Arrhythmogenic cardiomyopathy (ACM)
ACM is a primary inheritable myocardial disorder characterized clinically by a high degree of electrical instability and pathologically by fibro-fatty replacement of the ventricular myocardium. Though originally designated as arrhythmogenic right ventricular dysplasia, with increasing evidence of LV involvement, the term ACM is preferred.
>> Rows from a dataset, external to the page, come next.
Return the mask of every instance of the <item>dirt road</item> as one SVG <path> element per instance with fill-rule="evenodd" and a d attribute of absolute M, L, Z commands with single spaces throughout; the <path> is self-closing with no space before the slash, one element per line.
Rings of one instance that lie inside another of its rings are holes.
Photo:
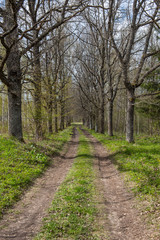
<path fill-rule="evenodd" d="M 98 166 L 98 185 L 106 219 L 103 227 L 110 240 L 159 240 L 155 229 L 148 228 L 136 200 L 127 190 L 123 178 L 108 156 L 107 150 L 94 137 L 84 131 L 92 147 Z M 74 132 L 65 156 L 58 157 L 46 173 L 36 180 L 12 211 L 0 221 L 0 240 L 31 240 L 39 232 L 42 219 L 47 216 L 58 186 L 63 182 L 78 147 L 78 131 Z M 87 240 L 87 239 L 86 239 Z"/>
<path fill-rule="evenodd" d="M 67 153 L 54 159 L 45 174 L 0 221 L 0 240 L 31 240 L 39 232 L 54 194 L 72 165 L 77 147 L 78 134 L 74 131 Z"/>
<path fill-rule="evenodd" d="M 144 223 L 136 209 L 137 201 L 127 189 L 107 150 L 84 131 L 94 149 L 98 164 L 99 185 L 103 194 L 107 228 L 111 240 L 159 240 L 159 233 Z M 105 240 L 105 239 L 104 239 Z"/>

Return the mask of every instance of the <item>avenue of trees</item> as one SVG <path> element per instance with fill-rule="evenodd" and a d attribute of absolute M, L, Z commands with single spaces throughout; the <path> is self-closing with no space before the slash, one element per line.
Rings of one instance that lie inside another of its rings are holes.
<path fill-rule="evenodd" d="M 1 132 L 159 133 L 159 33 L 156 0 L 1 1 Z"/>

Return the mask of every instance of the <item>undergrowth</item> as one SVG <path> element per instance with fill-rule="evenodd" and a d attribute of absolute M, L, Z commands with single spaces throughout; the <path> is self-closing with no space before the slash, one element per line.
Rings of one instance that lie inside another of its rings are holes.
<path fill-rule="evenodd" d="M 127 143 L 123 137 L 109 137 L 90 131 L 109 150 L 118 169 L 132 182 L 132 190 L 145 201 L 144 214 L 159 217 L 160 137 L 139 136 Z"/>
<path fill-rule="evenodd" d="M 54 197 L 49 217 L 36 240 L 96 240 L 96 209 L 93 156 L 86 138 L 80 136 L 78 155 Z"/>
<path fill-rule="evenodd" d="M 70 138 L 71 128 L 46 141 L 23 144 L 0 136 L 0 217 L 49 165 Z"/>

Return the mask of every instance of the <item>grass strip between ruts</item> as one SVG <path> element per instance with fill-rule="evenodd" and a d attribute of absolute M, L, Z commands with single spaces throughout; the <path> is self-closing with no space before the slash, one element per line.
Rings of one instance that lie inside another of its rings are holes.
<path fill-rule="evenodd" d="M 35 238 L 99 239 L 96 236 L 96 191 L 93 156 L 87 139 L 80 135 L 78 155 L 65 181 L 54 197 L 49 217 Z"/>
<path fill-rule="evenodd" d="M 48 140 L 23 144 L 0 136 L 0 217 L 49 165 L 71 138 L 72 128 Z"/>

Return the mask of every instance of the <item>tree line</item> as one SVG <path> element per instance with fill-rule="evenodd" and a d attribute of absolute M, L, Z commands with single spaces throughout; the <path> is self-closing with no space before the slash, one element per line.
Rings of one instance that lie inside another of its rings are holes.
<path fill-rule="evenodd" d="M 113 136 L 121 105 L 133 142 L 135 110 L 147 113 L 149 96 L 158 104 L 159 9 L 150 0 L 5 0 L 0 79 L 9 134 L 23 141 L 28 124 L 39 139 L 78 118 Z"/>

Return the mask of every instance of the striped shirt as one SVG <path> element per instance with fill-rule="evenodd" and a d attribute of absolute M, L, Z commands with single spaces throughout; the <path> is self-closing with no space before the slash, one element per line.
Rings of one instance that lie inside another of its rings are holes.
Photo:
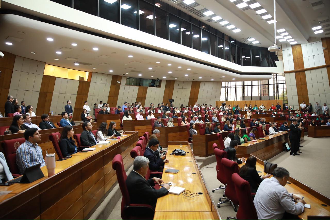
<path fill-rule="evenodd" d="M 25 141 L 17 149 L 16 163 L 21 174 L 24 173 L 27 168 L 34 165 L 41 163 L 41 167 L 45 166 L 41 148 L 37 143 L 34 145 L 30 141 Z"/>

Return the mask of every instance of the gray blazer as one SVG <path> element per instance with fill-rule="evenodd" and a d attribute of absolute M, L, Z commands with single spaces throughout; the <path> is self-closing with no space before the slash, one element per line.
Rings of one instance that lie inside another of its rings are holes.
<path fill-rule="evenodd" d="M 5 155 L 2 152 L 0 152 L 0 163 L 3 167 L 3 169 L 5 171 L 5 174 L 6 174 L 7 181 L 10 180 L 14 178 L 12 175 L 12 173 L 10 173 L 9 170 L 9 168 L 8 167 L 7 162 L 6 161 L 6 158 L 5 158 Z M 0 183 L 1 182 L 1 179 L 0 179 Z"/>

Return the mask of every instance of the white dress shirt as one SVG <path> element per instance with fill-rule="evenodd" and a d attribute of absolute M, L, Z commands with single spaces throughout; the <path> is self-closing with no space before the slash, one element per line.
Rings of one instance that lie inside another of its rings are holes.
<path fill-rule="evenodd" d="M 286 211 L 298 215 L 304 211 L 304 204 L 292 201 L 292 193 L 281 185 L 275 177 L 262 180 L 253 203 L 259 219 L 280 219 Z"/>

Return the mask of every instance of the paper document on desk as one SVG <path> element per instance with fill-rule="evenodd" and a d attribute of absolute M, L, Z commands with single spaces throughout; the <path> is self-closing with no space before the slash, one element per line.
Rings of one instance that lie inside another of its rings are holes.
<path fill-rule="evenodd" d="M 174 194 L 176 195 L 180 195 L 182 192 L 185 190 L 184 188 L 179 186 L 171 187 L 168 190 L 168 193 L 171 194 Z"/>
<path fill-rule="evenodd" d="M 96 148 L 95 147 L 86 147 L 82 149 L 82 150 L 87 150 L 88 151 L 92 151 L 95 150 Z"/>

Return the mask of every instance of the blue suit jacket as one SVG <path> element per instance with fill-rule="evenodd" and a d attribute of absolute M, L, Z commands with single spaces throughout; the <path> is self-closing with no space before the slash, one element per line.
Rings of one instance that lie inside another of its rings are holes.
<path fill-rule="evenodd" d="M 65 127 L 66 125 L 72 126 L 72 124 L 64 118 L 62 118 L 60 121 L 60 124 L 62 127 Z"/>

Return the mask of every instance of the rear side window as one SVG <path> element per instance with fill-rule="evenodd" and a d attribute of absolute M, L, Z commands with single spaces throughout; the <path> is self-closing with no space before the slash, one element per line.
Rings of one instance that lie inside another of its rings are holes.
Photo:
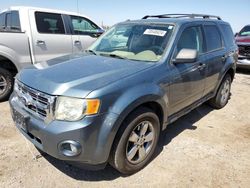
<path fill-rule="evenodd" d="M 226 24 L 221 24 L 221 28 L 222 28 L 227 46 L 234 46 L 235 39 L 234 39 L 234 34 L 233 34 L 231 27 Z"/>
<path fill-rule="evenodd" d="M 6 29 L 13 32 L 21 31 L 18 11 L 11 11 L 10 13 L 6 13 Z"/>
<path fill-rule="evenodd" d="M 39 33 L 65 34 L 61 14 L 36 12 L 36 26 Z"/>
<path fill-rule="evenodd" d="M 205 36 L 207 42 L 207 51 L 214 51 L 222 48 L 222 40 L 220 32 L 215 25 L 205 25 Z"/>
<path fill-rule="evenodd" d="M 177 44 L 177 52 L 183 48 L 194 49 L 199 53 L 204 52 L 203 36 L 200 26 L 188 27 L 182 32 Z"/>

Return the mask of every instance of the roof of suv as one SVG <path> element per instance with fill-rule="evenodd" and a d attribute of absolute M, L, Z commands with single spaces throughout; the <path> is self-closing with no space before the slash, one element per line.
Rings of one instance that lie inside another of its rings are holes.
<path fill-rule="evenodd" d="M 8 9 L 5 9 L 2 12 L 5 11 L 11 11 L 11 10 L 36 10 L 36 11 L 41 11 L 41 12 L 51 12 L 51 13 L 58 13 L 58 14 L 68 14 L 68 15 L 73 15 L 73 16 L 83 16 L 88 18 L 88 16 L 83 15 L 83 14 L 78 14 L 77 12 L 69 12 L 69 11 L 64 11 L 64 10 L 58 10 L 58 9 L 48 9 L 48 8 L 40 8 L 40 7 L 29 7 L 29 6 L 12 6 Z"/>
<path fill-rule="evenodd" d="M 176 16 L 177 15 L 177 16 Z M 150 18 L 150 19 L 149 19 Z M 140 23 L 172 23 L 184 24 L 188 22 L 220 22 L 226 23 L 218 16 L 203 15 L 203 14 L 164 14 L 144 16 L 140 20 L 132 20 L 131 22 Z"/>

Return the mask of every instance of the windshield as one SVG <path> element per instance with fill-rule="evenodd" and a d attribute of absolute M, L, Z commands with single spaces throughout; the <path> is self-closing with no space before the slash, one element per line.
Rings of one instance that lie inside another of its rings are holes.
<path fill-rule="evenodd" d="M 239 33 L 240 36 L 249 36 L 250 35 L 250 25 L 245 26 Z"/>
<path fill-rule="evenodd" d="M 157 62 L 172 31 L 173 26 L 167 24 L 118 24 L 101 36 L 89 51 L 114 58 Z"/>

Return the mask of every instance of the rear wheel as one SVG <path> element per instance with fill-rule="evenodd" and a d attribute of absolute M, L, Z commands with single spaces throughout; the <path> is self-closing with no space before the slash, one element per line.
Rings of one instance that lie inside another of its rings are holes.
<path fill-rule="evenodd" d="M 230 97 L 231 83 L 232 83 L 231 76 L 227 74 L 222 80 L 221 85 L 215 97 L 209 101 L 209 104 L 212 107 L 220 109 L 223 108 L 228 103 Z"/>
<path fill-rule="evenodd" d="M 159 118 L 152 110 L 140 108 L 134 111 L 118 132 L 110 164 L 123 174 L 141 170 L 155 151 L 159 133 Z"/>
<path fill-rule="evenodd" d="M 9 98 L 14 79 L 12 74 L 3 68 L 0 68 L 0 101 L 5 101 Z"/>

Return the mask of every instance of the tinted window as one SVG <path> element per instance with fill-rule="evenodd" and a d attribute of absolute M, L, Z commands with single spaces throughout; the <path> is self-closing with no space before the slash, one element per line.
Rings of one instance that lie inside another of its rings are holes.
<path fill-rule="evenodd" d="M 249 36 L 250 35 L 250 25 L 245 26 L 239 33 L 240 36 Z"/>
<path fill-rule="evenodd" d="M 6 13 L 6 28 L 8 31 L 21 31 L 18 11 Z"/>
<path fill-rule="evenodd" d="M 86 34 L 100 29 L 93 22 L 82 17 L 71 16 L 71 22 L 75 34 Z"/>
<path fill-rule="evenodd" d="M 65 34 L 62 16 L 45 12 L 36 12 L 36 26 L 39 33 Z"/>
<path fill-rule="evenodd" d="M 235 38 L 233 31 L 229 25 L 221 24 L 221 28 L 225 37 L 225 42 L 228 46 L 235 45 Z"/>
<path fill-rule="evenodd" d="M 5 29 L 5 13 L 0 14 L 0 31 Z"/>
<path fill-rule="evenodd" d="M 177 52 L 183 48 L 194 49 L 199 53 L 204 51 L 201 27 L 188 27 L 182 32 L 177 44 Z"/>
<path fill-rule="evenodd" d="M 207 51 L 222 48 L 221 35 L 218 28 L 215 25 L 206 25 L 204 30 L 207 41 Z"/>

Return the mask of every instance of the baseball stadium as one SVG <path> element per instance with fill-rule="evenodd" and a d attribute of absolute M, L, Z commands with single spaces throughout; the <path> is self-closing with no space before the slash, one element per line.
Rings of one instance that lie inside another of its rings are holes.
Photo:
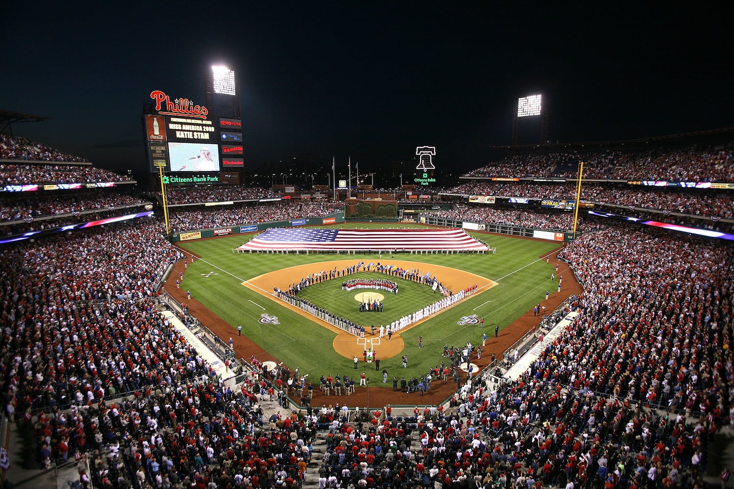
<path fill-rule="evenodd" d="M 3 487 L 726 487 L 734 128 L 553 142 L 530 95 L 456 174 L 256 173 L 205 78 L 139 177 L 0 111 Z"/>

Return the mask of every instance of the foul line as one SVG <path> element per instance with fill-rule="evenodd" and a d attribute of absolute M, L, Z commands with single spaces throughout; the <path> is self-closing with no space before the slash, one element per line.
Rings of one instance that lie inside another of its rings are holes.
<path fill-rule="evenodd" d="M 250 301 L 250 299 L 247 299 L 247 302 L 252 302 L 252 301 Z M 265 310 L 265 308 L 258 304 L 257 302 L 252 302 L 252 304 L 259 307 L 260 309 L 263 309 L 264 311 Z"/>

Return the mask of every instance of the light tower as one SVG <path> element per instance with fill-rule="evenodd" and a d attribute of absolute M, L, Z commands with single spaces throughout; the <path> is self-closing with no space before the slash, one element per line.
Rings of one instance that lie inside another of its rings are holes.
<path fill-rule="evenodd" d="M 548 107 L 542 103 L 542 95 L 528 95 L 517 99 L 517 111 L 512 117 L 512 146 L 517 144 L 520 133 L 520 119 L 540 116 L 540 141 L 545 143 L 548 137 Z"/>
<path fill-rule="evenodd" d="M 207 72 L 204 79 L 206 91 L 206 106 L 211 113 L 219 117 L 240 120 L 239 90 L 234 71 L 226 66 L 214 65 Z"/>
It has an estimated prevalence from 1 in 2000 to 1 in 5000, with regional variations. The actual prevalence may be greater as the diagnosis can be missed on clinical evaluation and even at autopsy. Typically, ACM is an autosomal dominant disease, largely due to mutations in genes that encode for desmosomal proteins, and hence ACM can be described as a cell-junction disease. These mutations are seen in over 60% of the affected persons, though there is an incomplete, often age-related penetrance and variable phenotype. Not surprisingly, ACM is infrequent in children and adults over 60 years of age. It may also occur as part of cardio-cutaneous disorders (Naxos disease or Carvajal syndrome), which are characteristically autosomal recessive. As with all other mutations, some of them can be sporadic and may on occasions involve nondesmosomal proteins.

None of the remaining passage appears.